The troubleshooting scenarios in this topic help you to troubleshoot issues that might appear for DRS in the Control Plane. The “Backup and Restore Manager” in CDP Private Cloud Data Services Management Console leverages the Data Recovery Service (DRS) capabilities to backup and restore Kubernetes namespaces and resources.

CDP Control Plane UI or the Backup and Restore Manager becomes inaccessible after a failed restore event?

Problem

CDP Control Plane UI does not come up or the Backup and Restore Manager (or drscp options) becomes inaccessible after a failed restore event.

Cause

Sometimes, some configurations take more time to restore. For example, in a shared cluster (OCP) that is heavily loaded, the restore event might surpass the set timeout limit. In this scenario, you can either wait or rerun the restore event again.

Solution

You can perform one of the following steps after a failed restore event:
  • Wait for a minimum of 15 minutes. This might resolve the issue automatically if the issue was caused due to timeout. You can verify this in the logs.
  • Run restore again. This might resolve the issue if it was temporary such as, restore event during cluster maintenance.

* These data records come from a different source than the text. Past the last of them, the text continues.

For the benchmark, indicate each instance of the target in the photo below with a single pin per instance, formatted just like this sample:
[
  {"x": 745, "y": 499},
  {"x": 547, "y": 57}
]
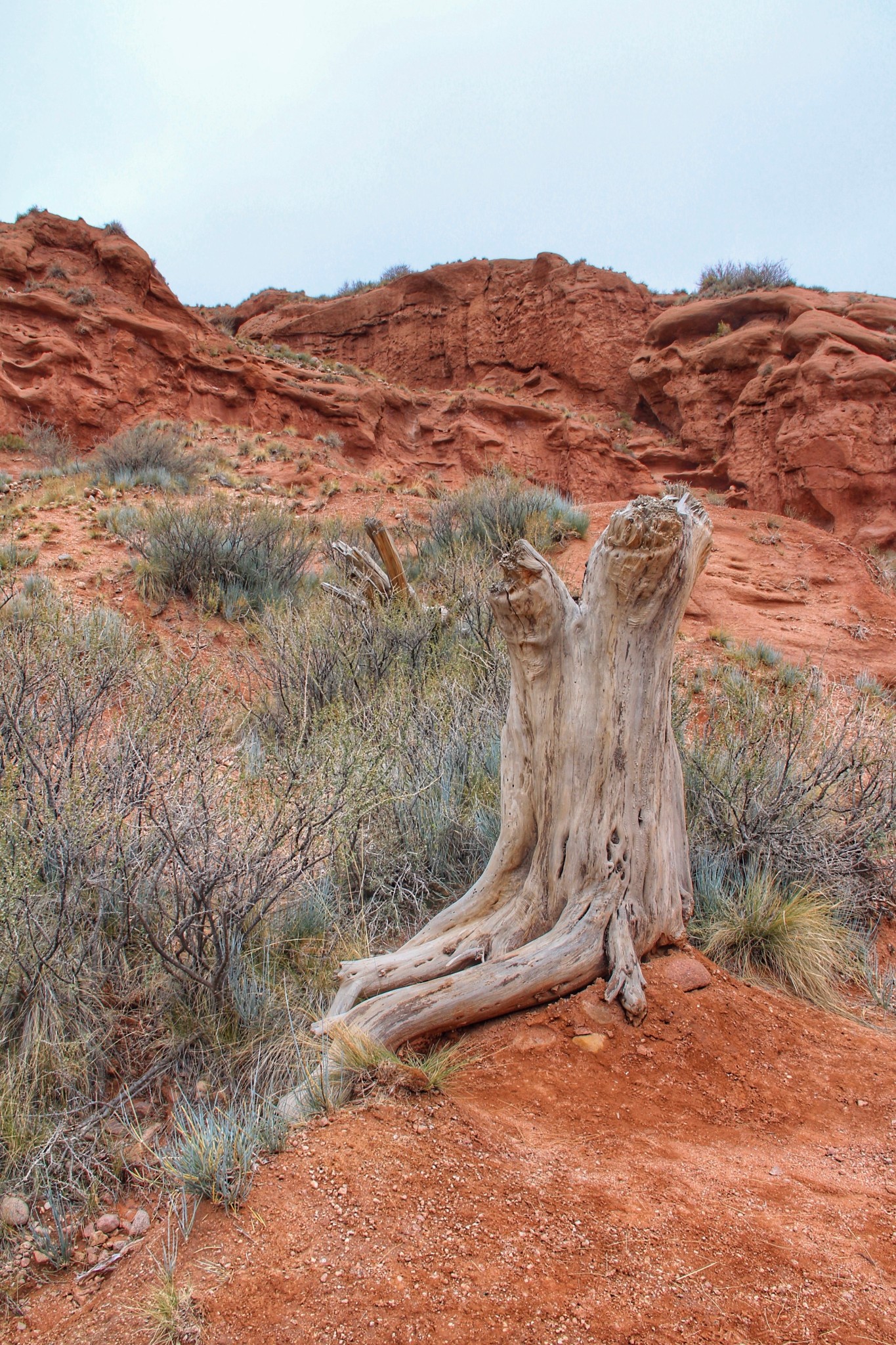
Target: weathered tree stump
[{"x": 591, "y": 864}]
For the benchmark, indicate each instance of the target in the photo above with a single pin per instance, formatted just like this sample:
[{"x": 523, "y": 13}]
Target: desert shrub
[
  {"x": 763, "y": 930},
  {"x": 355, "y": 287},
  {"x": 120, "y": 519},
  {"x": 395, "y": 272},
  {"x": 232, "y": 557},
  {"x": 151, "y": 454},
  {"x": 214, "y": 1149},
  {"x": 137, "y": 873},
  {"x": 49, "y": 444},
  {"x": 797, "y": 776},
  {"x": 730, "y": 277},
  {"x": 498, "y": 509},
  {"x": 417, "y": 704},
  {"x": 15, "y": 556},
  {"x": 372, "y": 1066}
]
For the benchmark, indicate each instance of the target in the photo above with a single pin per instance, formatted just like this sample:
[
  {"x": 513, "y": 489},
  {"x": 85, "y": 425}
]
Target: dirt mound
[{"x": 725, "y": 1173}]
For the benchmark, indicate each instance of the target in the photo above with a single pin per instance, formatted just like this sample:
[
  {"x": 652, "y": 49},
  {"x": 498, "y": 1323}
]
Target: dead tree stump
[{"x": 591, "y": 865}]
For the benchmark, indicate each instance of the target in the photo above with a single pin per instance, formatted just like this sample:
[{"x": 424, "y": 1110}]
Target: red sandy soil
[
  {"x": 723, "y": 1173},
  {"x": 784, "y": 400},
  {"x": 809, "y": 595}
]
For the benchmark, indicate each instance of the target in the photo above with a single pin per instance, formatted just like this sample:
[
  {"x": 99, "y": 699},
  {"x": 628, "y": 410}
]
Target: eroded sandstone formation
[{"x": 785, "y": 399}]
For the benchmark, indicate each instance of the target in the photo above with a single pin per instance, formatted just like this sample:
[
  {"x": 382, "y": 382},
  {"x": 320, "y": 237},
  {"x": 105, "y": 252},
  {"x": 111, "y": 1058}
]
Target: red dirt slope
[{"x": 725, "y": 1173}]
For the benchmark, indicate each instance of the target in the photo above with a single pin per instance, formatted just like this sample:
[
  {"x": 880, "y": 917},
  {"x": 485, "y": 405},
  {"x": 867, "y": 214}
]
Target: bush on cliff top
[{"x": 731, "y": 277}]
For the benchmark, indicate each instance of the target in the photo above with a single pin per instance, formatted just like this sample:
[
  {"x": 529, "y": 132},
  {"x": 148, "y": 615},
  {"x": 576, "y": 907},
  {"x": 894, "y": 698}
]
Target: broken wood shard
[{"x": 591, "y": 865}]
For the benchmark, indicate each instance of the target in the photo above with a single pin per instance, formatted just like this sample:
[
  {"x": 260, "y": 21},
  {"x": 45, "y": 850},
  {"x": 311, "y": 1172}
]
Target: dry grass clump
[
  {"x": 498, "y": 509},
  {"x": 784, "y": 770},
  {"x": 767, "y": 931}
]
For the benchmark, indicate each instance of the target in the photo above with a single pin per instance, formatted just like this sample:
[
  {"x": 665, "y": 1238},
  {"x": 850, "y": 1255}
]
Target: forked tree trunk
[{"x": 591, "y": 866}]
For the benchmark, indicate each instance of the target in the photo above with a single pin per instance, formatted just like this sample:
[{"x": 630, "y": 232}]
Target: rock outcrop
[
  {"x": 547, "y": 328},
  {"x": 786, "y": 400},
  {"x": 782, "y": 400}
]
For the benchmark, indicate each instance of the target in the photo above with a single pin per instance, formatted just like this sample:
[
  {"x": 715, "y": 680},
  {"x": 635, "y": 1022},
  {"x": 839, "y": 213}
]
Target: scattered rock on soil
[
  {"x": 140, "y": 1223},
  {"x": 14, "y": 1212},
  {"x": 683, "y": 971}
]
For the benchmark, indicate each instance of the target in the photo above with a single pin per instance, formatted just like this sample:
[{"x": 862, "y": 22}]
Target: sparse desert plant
[
  {"x": 495, "y": 510},
  {"x": 151, "y": 454},
  {"x": 371, "y": 1066},
  {"x": 49, "y": 444},
  {"x": 14, "y": 556},
  {"x": 171, "y": 1313},
  {"x": 395, "y": 272},
  {"x": 879, "y": 981},
  {"x": 120, "y": 519},
  {"x": 767, "y": 931},
  {"x": 55, "y": 1243},
  {"x": 230, "y": 557},
  {"x": 731, "y": 277},
  {"x": 214, "y": 1151},
  {"x": 797, "y": 776},
  {"x": 81, "y": 296}
]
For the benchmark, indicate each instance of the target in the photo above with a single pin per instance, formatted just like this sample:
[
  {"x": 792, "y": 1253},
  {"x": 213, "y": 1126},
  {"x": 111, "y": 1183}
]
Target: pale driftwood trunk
[{"x": 591, "y": 868}]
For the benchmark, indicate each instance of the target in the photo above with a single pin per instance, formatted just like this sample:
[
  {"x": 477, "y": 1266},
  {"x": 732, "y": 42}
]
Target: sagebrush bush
[
  {"x": 797, "y": 775},
  {"x": 15, "y": 556},
  {"x": 151, "y": 454},
  {"x": 495, "y": 510},
  {"x": 50, "y": 445},
  {"x": 731, "y": 277},
  {"x": 214, "y": 1151},
  {"x": 232, "y": 557}
]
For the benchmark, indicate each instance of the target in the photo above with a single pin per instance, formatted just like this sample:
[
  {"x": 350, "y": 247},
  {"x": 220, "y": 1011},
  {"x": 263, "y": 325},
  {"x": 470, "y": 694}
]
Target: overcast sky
[{"x": 303, "y": 144}]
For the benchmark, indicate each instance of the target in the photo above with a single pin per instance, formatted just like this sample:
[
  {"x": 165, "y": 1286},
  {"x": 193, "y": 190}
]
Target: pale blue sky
[{"x": 301, "y": 144}]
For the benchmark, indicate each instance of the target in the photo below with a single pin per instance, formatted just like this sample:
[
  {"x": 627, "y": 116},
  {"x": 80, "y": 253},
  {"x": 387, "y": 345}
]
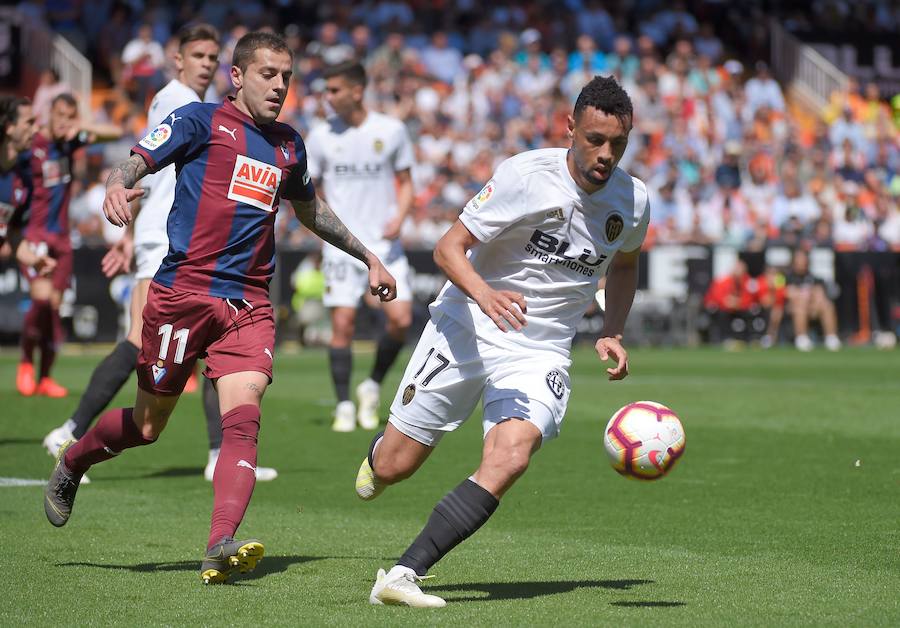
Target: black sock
[
  {"x": 385, "y": 356},
  {"x": 341, "y": 363},
  {"x": 213, "y": 416},
  {"x": 455, "y": 518},
  {"x": 107, "y": 379}
]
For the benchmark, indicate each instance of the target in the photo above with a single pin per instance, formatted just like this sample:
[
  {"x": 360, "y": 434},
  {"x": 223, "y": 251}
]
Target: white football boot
[
  {"x": 400, "y": 587},
  {"x": 368, "y": 394},
  {"x": 263, "y": 474},
  {"x": 56, "y": 439},
  {"x": 344, "y": 417}
]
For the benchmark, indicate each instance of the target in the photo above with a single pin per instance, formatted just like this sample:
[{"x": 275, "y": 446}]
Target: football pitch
[{"x": 784, "y": 509}]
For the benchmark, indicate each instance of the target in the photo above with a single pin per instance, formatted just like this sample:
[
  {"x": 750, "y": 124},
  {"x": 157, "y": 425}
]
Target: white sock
[{"x": 399, "y": 571}]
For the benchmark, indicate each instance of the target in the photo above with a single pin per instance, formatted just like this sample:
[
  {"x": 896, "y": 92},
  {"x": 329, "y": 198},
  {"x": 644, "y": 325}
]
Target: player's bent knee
[{"x": 508, "y": 463}]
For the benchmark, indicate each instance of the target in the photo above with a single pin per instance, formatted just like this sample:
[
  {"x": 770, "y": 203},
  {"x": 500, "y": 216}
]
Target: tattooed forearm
[
  {"x": 128, "y": 172},
  {"x": 319, "y": 218}
]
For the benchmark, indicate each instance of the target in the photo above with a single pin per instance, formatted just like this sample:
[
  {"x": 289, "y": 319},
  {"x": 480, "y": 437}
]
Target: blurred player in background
[
  {"x": 197, "y": 60},
  {"x": 17, "y": 129},
  {"x": 50, "y": 166},
  {"x": 523, "y": 261},
  {"x": 210, "y": 296},
  {"x": 363, "y": 159}
]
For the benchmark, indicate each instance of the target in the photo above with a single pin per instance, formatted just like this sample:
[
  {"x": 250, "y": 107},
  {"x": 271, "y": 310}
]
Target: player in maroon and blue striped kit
[
  {"x": 50, "y": 166},
  {"x": 210, "y": 295},
  {"x": 17, "y": 128}
]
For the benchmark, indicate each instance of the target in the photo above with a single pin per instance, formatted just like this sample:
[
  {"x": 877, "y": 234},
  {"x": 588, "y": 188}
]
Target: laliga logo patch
[
  {"x": 159, "y": 371},
  {"x": 614, "y": 227},
  {"x": 556, "y": 383},
  {"x": 157, "y": 137},
  {"x": 254, "y": 183}
]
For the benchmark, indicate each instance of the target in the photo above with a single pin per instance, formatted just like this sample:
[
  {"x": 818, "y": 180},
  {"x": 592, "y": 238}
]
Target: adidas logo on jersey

If the Control Plane is not restored successfully even after you follow the steps, contact Cloudera Support for further assistance.

Timeout error appears in Backup and Restore Manager

Problem

A timeout error appears in the Backup and Restore Manager (or drscp options) during a restore event.

Solution

When the restore event crosses the time set in the POD_CREATION_TIMEOUT environment property of the cdp-release-thunderhead-drsprovider deployment in the drs namespace, a timeout error appears. By default, the property is set to 900 seconds. In this scenario, you must manually verify whether the pods are up or not.

Timeout error during backup of OCP clusters

Problem

“The execution of the sync command has timed out" error appears during a backup event for OCP clusters.

Cause

This scenario is observed when the cluster is heavily used and the backup event is initiated during peak hours.

Solution

You can restart the nodes, this causes the disk to unmount and forces the operating system to write any data in its cache to the disk. After the restart is complete, initiate another backup. If any warnings appear, scrutinize to verify whether there are any dire warnings, otherwise the generated backup is safe to use. The only drawback in this scenario is the downtime impact, that is the time taken to back up the OCP clusters is longer than usual. Therefore, it is recommended that you back up the clusters during non-peak hours.

If the sync errors continue to appear, contact your IT department to check whether there is an issue with the storage infrastructure which might be preventing the sync command from completing on time.

Stale configurations in Cloudera Manager after a restore event

Cause

This scenario appears when you take a backup of the CDP Private Cloud Data Services Control Plane, upgrade Data Services, and then perform a restore. During the upgrade process, new parcels are activated and configurations in Cloudera Manager might have changed.

Solution

It is recommended that you restart Cloudera Manager after the upgrade process is complete and then initiate the restore event.